Probabilistic and statistical models: Statistical models such as normal distribution and exponential distribution can be used to detect any variations in the distribution of data points. If any data point is found outside the distribution range, it is rendered as an outlier.
Linear models: Linear models such as logistic regression can be trained to flag outliers. In this manner, the model picks up the next outlier it sees.
Proximity-based models: An example of this kind of model is the K-means clustering model wherein, data points form multiple or ‘k’ number of clusters based on features such as similarity or distance. Since similar data points form clusters, the outliers also form their own cluster. In this way, proximity-based models can easily help detect outliers.

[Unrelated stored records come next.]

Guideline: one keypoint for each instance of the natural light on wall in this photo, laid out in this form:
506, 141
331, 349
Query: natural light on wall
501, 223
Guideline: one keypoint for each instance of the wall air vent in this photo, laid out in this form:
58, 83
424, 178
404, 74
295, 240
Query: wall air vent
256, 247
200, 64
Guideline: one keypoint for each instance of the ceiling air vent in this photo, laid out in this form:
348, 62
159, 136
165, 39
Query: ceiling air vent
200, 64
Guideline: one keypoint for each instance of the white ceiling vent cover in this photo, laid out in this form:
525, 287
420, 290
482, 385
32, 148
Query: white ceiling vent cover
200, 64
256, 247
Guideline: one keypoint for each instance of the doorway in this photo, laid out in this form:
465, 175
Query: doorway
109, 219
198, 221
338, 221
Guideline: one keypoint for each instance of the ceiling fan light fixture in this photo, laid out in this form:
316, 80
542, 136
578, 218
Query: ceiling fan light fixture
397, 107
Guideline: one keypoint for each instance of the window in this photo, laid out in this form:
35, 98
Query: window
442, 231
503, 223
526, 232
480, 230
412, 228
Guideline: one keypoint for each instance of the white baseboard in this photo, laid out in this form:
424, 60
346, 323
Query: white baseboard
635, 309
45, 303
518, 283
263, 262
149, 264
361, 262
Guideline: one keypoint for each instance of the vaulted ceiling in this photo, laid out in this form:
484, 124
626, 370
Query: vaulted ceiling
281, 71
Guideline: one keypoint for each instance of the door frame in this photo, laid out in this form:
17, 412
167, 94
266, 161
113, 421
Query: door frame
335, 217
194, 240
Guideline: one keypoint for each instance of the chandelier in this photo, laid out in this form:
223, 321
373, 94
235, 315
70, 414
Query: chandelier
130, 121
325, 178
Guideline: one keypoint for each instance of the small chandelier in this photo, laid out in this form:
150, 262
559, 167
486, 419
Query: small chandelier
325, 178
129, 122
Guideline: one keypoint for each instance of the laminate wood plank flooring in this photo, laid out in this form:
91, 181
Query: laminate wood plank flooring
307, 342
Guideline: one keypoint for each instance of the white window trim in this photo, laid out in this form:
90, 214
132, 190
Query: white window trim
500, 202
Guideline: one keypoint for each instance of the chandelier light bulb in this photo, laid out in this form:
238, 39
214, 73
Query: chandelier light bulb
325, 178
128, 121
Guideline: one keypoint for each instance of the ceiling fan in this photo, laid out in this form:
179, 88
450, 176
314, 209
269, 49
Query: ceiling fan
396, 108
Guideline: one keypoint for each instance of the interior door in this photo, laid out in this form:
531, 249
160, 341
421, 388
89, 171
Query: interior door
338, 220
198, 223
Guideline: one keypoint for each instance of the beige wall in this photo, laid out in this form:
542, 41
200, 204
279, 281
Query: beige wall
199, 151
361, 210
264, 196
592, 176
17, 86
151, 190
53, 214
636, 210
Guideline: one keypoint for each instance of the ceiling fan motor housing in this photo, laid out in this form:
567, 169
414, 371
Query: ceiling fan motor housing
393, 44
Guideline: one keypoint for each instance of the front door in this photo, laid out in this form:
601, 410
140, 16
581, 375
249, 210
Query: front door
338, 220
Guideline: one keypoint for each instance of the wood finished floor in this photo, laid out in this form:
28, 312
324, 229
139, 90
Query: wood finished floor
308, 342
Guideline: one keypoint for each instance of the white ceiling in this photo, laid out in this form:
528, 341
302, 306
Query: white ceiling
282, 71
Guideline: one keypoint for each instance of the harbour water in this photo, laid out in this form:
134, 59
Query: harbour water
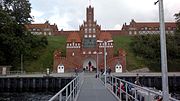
26, 96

How do you handle these outliers?
If your data set is huge and rich then you can risk dropping the outliers.
However, if your data set is small then you can cap the outliers, by setting a threshold percentile. For example, the data points that are above the 95th percentile can be used to cap the outliers.
Lastly, based on the data exploration stage, you can narrow down some rules and impute the outliers based on those business rules.
What are collinearity and multicollinearity?
Collinearity occurs when two predictor variables (e.g., x1 and x2) in a multiple regression have some correlation.
Multicollinearity occurs when more than two predictor variables (e.g., x1, x2, and x3) are inter-correlated.